Тут наступило лето, то самое страшное раскаленное лето 73, по-моему, года, когда под Москвой горели торфяники, а температура в городе сильно зашкаливала за тридцать. Я трудился в монтажной в трусах и белом халате, бетонная коробка монтажного цеха была накалена, соображалось тяжко, в голове стояла одурь, по ночам работать вроде бы было легче. Напротив «Мосфильма» и сегодня находятся правительственные резиденции. Мы с моим монтажером Аллой Леонидовной Абрамовой, включая на полную мощь уже написанную к фильму музыку Шварца, как*то не очень заботясь о покое высоких правительственных особ, крутили туда-сюда материал картины. На маленьком экранчике монтажного стола время от времени то в одну, то в другую сторону возникало фотографическое наваждение Леонида Калашникова. Впрочем, ворожба была тут коллективная: и Калашникова, и Шварца, и пушкинская ворожба. К тому же всю картину единственным моим чтением были пушкинские письма, причем почему*то я все время натыкался на те письма Пушкина к жене, где беспрерывно повторялось обращенное к Наталье Николаевне «Мой ангел!». Такой стиль пушкинских писем тоже вроде бы околдовывал и подчинял себе.
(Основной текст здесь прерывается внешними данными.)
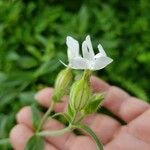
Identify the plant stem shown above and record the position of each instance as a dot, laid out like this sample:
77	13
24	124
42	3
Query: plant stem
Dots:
91	133
55	133
45	116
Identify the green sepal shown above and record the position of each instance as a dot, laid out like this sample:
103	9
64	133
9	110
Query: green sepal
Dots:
70	113
35	143
93	104
36	117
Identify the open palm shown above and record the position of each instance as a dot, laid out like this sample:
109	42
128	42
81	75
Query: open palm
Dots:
135	135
Короче говоря, кончилось тем, что в связи со всем вышеизложенным я снова женился — и не только на женщине даже, но и на виртуальном ее фотографическом образе. Образ этот к тому же вообще смахивал на облако. В результате всех этих художественных перипетий появился наш сын Митя, которому сейчас уже за тридцать и которого я с момента рождения как*то сразу признал за очень своего, с которым уже давно дружу и много вместе работаю. Такие вот реальные итоги давних встреч с этим виртуально-надземным образованием.
Что касается стороны реальной, то тут никакой «неземной виртуальностью» и не пахло. Дело в том, что как ни крути, но Марианну я увел у мужа, что, конечно же, нехорошо. Я всегда с грустью понимал, что это нехорошо, но остановиться почему*то уже не мог.
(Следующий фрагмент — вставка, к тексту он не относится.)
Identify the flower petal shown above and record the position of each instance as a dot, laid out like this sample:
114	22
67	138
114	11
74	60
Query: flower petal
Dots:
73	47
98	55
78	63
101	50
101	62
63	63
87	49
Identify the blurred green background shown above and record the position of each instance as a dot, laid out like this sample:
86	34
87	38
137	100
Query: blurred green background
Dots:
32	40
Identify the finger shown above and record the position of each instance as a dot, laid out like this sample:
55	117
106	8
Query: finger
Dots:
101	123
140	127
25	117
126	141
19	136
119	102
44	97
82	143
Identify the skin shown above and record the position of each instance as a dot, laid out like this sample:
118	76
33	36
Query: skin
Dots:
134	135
Мужем Марианны был очень красивый и очень талантливый таджик. Он, в сущности, был и не столько таджик даже, сколько перс. Гена Шпаликов, случайно посвященный в эти мутные перипетии, мрачно, вроде бы шутя, но и серьезно предупреждал меня:
— Ты «Смерть Вазир-Мухтара» читал? Хорошо помнишь, как она кончается? «Кого везут?» — «Какого*то Грибоеда». Ты этот факт, старик, учти, Восток — действительно дело тонкое. Возьмут и прирежут тебя в подъезде за милую душу. Ты Тынянова*то все-таки перечитай…
Но я был отважен, бесстыден, нахален и глуп. Шпаликовское предупреждение на меня совершенно не подействовало. Своего я добился. Можно сказать, все складывалось даже удачно. Во-первых, меня так и не прирезали, хотя и могли бы. Да и сама новая семейная жизнь как*то не напрягала: ну, допустим, отсутствовали паскудные фокусы многих интеллектуальных брачных союзов, где отношения сторон строятся как искусный, многораундовый бой боксеров-профессионалов: кто кому нанесет больше ударов и кто кого раньше свалит с ног, и желательно в нокдаун, и хорошо бы с рассечением брови и следующим за этим ранним прекращением поединка.
После «Станционного смотрителя» я опять пытался вести какие*то переговоры о постановке мюзикла «Вера, Надежда, Любовь» с песнями Окуджавы, писал письма Никите в армию, он — мне.
В те времена был у меня приятель — Саша Александров, трогательный и нежный парень, очень хотевший стать настоящим детским писателем; какое*то издательство, как он говорил, поставило в план, намереваясь опубликовать Сашины стихи для детей где*то в «следующей пятилетке». Параллельно с этими призрачными надеждами, которые, как я помню, казались ему реальными, он еще и сочинял роман, как я понимал, уже на пятилетку следующую за той, которая должна была быть следующей. Однажды он показал мне толстенную кипу машинописных листов с такой надписью на титуле: «Александр Александров. Живые души. Роман». Со мной началась истерика хохота, которую Саша поддержал. Мы валялись по полу, хохоча: «Сила! Это ты в пику Гоголю? Твой ответ душам мертвым?» Его писательское усердие меня и порадовало, и напугало: в себе ли?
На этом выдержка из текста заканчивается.